Знакомая до тошноты картина. Спальный район города, что раскинулся в кольце усталых советских многоэтажек, словно гигантский бетонный кратер на теле земли. Окна, словно ячейки бесконечного улья, один за другим гаснут, погружаясь в синеватую мглу осеннего вечера. Жизнь, размеренная и предсказуемая, засыпает под убаюкивающий гул машин где-то вдалеке и сиплый лай привязанной во дворе собаки.
Тишина здесь – обманчива. Она не пуста, а густа, насыщенна отзвучавшими за день ссорами, сдержанным смехом, эхом телевизионных новостей. Она впитывает в себя всё, как старый ковёр впитывает пыль. И вот уже кажется, что сам воздух тяжелеет, становится вязким, осязаемым.
Взгляд, невесомый и беспристрастный, скользит по фасадам, выискивая точку входа. Вот окно с занавеской в ярких цветочек – там пахнет пирогами и стариковскими лекарствами. Вот – с голубоватым мерцанием телемонитора: кто-то допивает пиво, уставившись в говорящий экран. А вот – тёмное, с подушкой, прислонённой к стеклу – ту ребёнка уже уложили, и родители торопятся к своему взрослому, тихому отчаянию.
И вот – оно. Окно на четвертом этаже. В нём ещё не погас свет. Неяркий, розоватый отсвет ночника. Детская.
Внутри – мальчик. Ему пять. Его зовут Коля. Он уже спит, уткнувшись носом в подушку, сжимая в руке плюшевую лапу медведя. Его дыхание ровное, безмятежное. Мир ребёнка прост: любящие родители за стенкой, любимый котёнок, тёплая кровать. В этом мире нет места монстрам. Пока нет.

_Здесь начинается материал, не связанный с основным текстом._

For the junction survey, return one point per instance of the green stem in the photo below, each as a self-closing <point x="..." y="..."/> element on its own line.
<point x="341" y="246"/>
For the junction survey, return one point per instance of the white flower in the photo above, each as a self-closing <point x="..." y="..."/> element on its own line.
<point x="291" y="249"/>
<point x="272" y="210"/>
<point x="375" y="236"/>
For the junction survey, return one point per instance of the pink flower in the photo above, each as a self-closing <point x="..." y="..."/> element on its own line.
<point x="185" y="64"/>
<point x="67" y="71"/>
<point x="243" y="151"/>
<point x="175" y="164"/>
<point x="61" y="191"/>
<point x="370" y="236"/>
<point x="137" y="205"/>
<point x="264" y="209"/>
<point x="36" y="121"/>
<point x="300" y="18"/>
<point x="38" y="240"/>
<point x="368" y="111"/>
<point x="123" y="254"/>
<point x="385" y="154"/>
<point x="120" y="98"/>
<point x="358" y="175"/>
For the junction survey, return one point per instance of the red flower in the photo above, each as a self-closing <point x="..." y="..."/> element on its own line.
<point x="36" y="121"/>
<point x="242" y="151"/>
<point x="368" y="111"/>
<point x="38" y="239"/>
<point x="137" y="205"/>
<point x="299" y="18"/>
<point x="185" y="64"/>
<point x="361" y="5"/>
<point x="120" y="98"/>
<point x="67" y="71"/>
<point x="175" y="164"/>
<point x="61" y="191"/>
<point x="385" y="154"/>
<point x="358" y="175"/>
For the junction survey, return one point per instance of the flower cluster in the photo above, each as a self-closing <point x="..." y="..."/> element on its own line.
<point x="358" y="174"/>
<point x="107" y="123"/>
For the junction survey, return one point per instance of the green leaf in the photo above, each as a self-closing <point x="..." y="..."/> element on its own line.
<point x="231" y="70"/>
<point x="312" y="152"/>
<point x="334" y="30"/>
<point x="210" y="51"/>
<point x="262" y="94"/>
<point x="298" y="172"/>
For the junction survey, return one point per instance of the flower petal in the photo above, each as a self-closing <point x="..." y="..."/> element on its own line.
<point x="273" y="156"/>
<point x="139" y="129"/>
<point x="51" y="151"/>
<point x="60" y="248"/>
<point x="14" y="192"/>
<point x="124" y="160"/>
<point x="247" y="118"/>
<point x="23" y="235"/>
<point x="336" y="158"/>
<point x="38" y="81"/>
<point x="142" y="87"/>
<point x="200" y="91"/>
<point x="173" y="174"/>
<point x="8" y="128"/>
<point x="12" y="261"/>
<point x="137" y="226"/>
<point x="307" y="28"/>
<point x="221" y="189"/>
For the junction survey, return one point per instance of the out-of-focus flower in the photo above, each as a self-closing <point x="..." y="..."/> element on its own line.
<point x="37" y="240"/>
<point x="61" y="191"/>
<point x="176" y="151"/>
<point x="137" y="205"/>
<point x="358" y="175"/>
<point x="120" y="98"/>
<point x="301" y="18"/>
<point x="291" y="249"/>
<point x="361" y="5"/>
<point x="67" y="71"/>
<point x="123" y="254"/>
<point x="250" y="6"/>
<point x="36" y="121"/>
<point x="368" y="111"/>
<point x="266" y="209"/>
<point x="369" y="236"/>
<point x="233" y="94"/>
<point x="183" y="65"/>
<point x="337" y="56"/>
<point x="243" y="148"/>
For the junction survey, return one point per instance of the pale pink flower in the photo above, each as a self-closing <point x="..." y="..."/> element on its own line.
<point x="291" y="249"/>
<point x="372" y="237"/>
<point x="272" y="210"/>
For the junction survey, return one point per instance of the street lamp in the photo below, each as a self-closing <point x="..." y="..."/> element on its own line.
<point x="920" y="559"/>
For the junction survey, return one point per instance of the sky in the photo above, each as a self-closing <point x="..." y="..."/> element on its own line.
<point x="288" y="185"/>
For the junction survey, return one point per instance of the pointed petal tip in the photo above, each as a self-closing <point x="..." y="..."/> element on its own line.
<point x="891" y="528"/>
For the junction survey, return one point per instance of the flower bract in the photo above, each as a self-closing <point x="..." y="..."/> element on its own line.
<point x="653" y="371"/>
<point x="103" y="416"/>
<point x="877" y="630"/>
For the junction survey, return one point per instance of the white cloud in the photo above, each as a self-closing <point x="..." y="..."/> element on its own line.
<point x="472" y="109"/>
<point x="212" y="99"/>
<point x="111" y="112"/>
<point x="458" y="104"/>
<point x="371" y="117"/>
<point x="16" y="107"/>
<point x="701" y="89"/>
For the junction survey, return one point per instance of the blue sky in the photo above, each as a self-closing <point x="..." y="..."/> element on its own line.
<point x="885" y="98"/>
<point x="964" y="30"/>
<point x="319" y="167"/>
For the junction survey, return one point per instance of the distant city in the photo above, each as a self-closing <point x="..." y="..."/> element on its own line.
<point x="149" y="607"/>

Луна, бледная и размытая, словно старая водянистая жемчужина, выплывает из-за рваных облаков. Её жидкий свет проникает в комнату, ложась на пол бледной трапецией. В этом серебристом луче, как в прожекторе, танцуют мириады пылинок. Они кружатся, поднимаются и опадают, беззвучный балет невидимых частиц бытия.
Но вот их движение меняется. Ровный хаос сменяется странной, упорядоченной картиной. Пылинки начинают обтекать нечто невидимое, стоящее в самом углу комнаты, куда не попадает ни лунный свет, ни розовый отсвет ночника. Они очерчивают контур – высокий, неестественно вытянутый, с ломаными, острыми линиями. Они роятся вокруг этой пустоты, этой чёрной дыры в самой ткани комнаты, будто пытаясь её заполнить, запечатать, но не могут. Пустота отталкивает их, оставаясь стерильно чистой, абсолютно чёрной.
Тень от комода, которая должна лежать смирно, вдруг шевельнулась. Не потому, что сдвинулась занавеска. Нет. Она дёрнулась сама по себе, на мгновение слившись с той аномалией в углу, став её частью.
Глава 1. Красный грузовик
Ужин пахнет гречкой с котлетой и чем-то ещё, «взрослым» и «горьким», – этим запахом от папы всегда тянуло, когда он приходил с работы. Таким же горьким и усталым, как его глаза. Коля тыкал вилкой в котлету, стараясь сделать так, чтобы жареная корочка отлетела, а осталось одно только мясо, сочное и серое. Рот уже жевал воображаемый вкус, а вилка всё тыкала и тыкала.
– Коля, хватит издеваться над едой, – голос мамы прозвучал от раковины, где она мыла посуду. Она всегда знала, не глядя. У неё на затылке были глаза, маленькие и зелёные, как крыжовник.
– Он не издевается, он экспериментирует, – лениво сказал папа, откладывая телефон. Он сидел напротив, и его большое лицо, казалось Коле плоским экраном, на котором сменялись картинки: вот он хмурый, вот уставший, вот пытается улыбнуться. Сейчас было «уставшее». – Может, у нас растёт великий кулинар. Будет котлеты «переосмысливать» .
– Скорее. у нас котлеты по всему полу просто будут, – вздохнула мама, но Коля слышал – она улыбалась. Он любил этот звук – мамину улыбку в голосе. От него становилось тепло и под одеялом, и внутри.
Папу звали Дмитрий. Он пахнет офисом, кофе и чем-то металлическим, как лифт. Маму звали Светлана. Она пахнет всегда по-разному: то булкой с корицей, то пирогами, как в магазине с выпечкой, то просто собой – самым лучшим запахом на свете. А его звали Коля. Ему было пять лет, и он пах, наверное, пятью годами, фломастерами и любимым красным грузовиком.